Mais les résultats ne permettent pas encore d’en faire une solution de première intention ou de promettre un bénéfice durable.


La rTMS est donc une piste thérapeutique sérieuse et intéressante, qui mérite de continuer à être étudiée et rendue accessible dans un cadre médical approprié.


À retenir


La stimulation magnétique transcrânienne répétitive est une technique médicale non invasive de neuromodulation.


Dans la fibromyalgie, les études montrent un bénéfice possible sur la douleur et certains aspects du fonctionnement chez une partie des patients.


Un essai multicentrique publié en 2025 renforce l’intérêt de cette piste, mais montre également que l’effet antalgique peut diminuer avec le temps.


La technique existe en Belgique, mais elle ne constitue pas encore un traitement standardisé de la fibromyalgie.


Autrement dit :

la rTMS n’est plus seulement une idée prometteuse.

Mais entre une piste qui fonctionne chez certains patients et un traitement établi pour tous…

il reste encore quelques impulsions à envoyer à la recherche.


Sources


  • Silva V.A. et al. (2025).
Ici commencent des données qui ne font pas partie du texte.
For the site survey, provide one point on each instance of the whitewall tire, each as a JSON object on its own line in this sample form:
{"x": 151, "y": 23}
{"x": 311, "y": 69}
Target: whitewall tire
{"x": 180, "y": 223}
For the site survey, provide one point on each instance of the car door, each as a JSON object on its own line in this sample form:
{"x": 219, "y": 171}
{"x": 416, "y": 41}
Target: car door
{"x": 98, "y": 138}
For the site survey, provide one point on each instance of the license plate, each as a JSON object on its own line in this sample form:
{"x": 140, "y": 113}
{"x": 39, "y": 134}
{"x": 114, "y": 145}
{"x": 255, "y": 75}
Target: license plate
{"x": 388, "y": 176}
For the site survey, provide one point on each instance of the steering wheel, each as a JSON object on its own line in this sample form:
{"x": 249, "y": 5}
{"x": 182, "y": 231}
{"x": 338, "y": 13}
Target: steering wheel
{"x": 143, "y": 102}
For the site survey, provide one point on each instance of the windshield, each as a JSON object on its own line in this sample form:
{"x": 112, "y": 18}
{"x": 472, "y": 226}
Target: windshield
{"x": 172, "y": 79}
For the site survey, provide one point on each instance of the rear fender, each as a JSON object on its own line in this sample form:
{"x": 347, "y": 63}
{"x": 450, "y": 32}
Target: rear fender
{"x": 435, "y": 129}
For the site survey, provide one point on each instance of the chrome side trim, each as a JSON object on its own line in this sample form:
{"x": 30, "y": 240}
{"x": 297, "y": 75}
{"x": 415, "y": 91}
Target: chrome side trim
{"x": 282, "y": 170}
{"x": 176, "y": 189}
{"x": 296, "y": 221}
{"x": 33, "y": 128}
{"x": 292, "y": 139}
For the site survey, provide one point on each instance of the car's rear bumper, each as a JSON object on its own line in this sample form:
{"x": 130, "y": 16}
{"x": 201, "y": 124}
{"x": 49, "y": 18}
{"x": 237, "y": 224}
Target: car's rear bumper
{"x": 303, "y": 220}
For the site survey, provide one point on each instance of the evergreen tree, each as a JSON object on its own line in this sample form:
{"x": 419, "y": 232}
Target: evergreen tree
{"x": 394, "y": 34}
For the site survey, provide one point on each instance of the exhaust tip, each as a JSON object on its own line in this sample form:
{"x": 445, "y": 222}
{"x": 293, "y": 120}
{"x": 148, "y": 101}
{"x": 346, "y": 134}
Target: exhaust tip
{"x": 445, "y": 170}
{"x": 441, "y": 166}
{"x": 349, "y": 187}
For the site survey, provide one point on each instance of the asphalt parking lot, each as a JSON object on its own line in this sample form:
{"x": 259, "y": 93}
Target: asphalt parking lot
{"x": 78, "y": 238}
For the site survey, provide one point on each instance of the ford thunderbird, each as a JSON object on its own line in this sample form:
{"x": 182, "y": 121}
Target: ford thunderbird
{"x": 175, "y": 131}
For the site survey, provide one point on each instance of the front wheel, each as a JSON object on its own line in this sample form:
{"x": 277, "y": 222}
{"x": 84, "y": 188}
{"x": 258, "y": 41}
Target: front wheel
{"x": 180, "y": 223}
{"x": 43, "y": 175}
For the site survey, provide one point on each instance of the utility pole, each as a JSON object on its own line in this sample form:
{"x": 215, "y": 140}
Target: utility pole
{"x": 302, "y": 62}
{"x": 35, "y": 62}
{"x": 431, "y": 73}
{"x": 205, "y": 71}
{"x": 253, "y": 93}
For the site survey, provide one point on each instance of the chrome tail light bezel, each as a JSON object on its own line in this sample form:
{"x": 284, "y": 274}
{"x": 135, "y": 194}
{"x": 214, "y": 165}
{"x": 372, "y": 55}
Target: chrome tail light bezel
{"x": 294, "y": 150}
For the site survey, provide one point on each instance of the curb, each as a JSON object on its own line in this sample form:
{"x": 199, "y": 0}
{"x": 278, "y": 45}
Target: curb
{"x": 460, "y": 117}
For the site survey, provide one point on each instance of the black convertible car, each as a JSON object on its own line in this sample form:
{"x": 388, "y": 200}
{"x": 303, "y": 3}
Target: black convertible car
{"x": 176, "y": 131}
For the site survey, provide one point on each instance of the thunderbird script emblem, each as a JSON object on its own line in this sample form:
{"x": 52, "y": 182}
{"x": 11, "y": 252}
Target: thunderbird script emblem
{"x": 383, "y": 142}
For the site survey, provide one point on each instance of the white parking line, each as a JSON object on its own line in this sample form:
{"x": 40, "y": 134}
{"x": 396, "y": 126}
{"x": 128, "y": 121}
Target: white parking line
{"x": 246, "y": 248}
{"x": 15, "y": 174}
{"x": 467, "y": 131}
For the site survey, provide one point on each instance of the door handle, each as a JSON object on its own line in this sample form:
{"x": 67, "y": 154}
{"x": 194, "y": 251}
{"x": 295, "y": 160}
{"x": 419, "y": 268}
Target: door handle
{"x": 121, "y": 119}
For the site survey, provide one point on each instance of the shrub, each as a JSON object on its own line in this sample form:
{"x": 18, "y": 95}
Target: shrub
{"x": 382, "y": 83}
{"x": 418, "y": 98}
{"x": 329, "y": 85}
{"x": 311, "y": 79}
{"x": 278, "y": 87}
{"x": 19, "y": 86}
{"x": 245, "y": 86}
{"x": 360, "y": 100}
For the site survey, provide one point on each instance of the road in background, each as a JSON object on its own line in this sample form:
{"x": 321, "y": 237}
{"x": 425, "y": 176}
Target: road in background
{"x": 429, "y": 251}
Motor cortex repetitive transcranial magnetic stimulation in fibromyalgia: a multicentre randomised controlled trial. British Journal of Anaesthesia, 134(6), 1756–1764. Essai randomisé contrôlé mené chez 101 femmes montrant un bénéfice antalgique à huit semaines, qui s’atténue ensuite.

  • Sun P. et al. (2021). Repetitive Transcranial Magnetic Stimulation for Patients with Fibromyalgia: A Systematic Review with Meta-Analysis. Pain Medicine. Quatorze études, 433 participants ; effets favorables notamment sur la douleur et l’impact global de la fibromyalgie.

  • Rossi S. et al. (2021). Safety and recommendations for TMS use in healthy subjects and patient populations. Clinical Neurophysiology, 132(1), 269–306. Recommandations internationales de sécurité pour la stimulation magnétique transcrânienne.

  • UCLouvain – Belgique. Plateforme Neuroscience Techniques and Methods Developments : dispositifs de neuromodulation non invasive, dont la TMS.

  • CHIREC – Hôpital Delta, Belgique. Pain Clinic : utilisation de la rTMS dans la prise en charge de certaines douleurs chroniques.

  • rTMS4Belgium ASBL – Belgique. Association professionnelle créée en 2025 afin de promouvoir l’information, la recherche, la reconnaissance et l’accès à la rTMS en Belgique.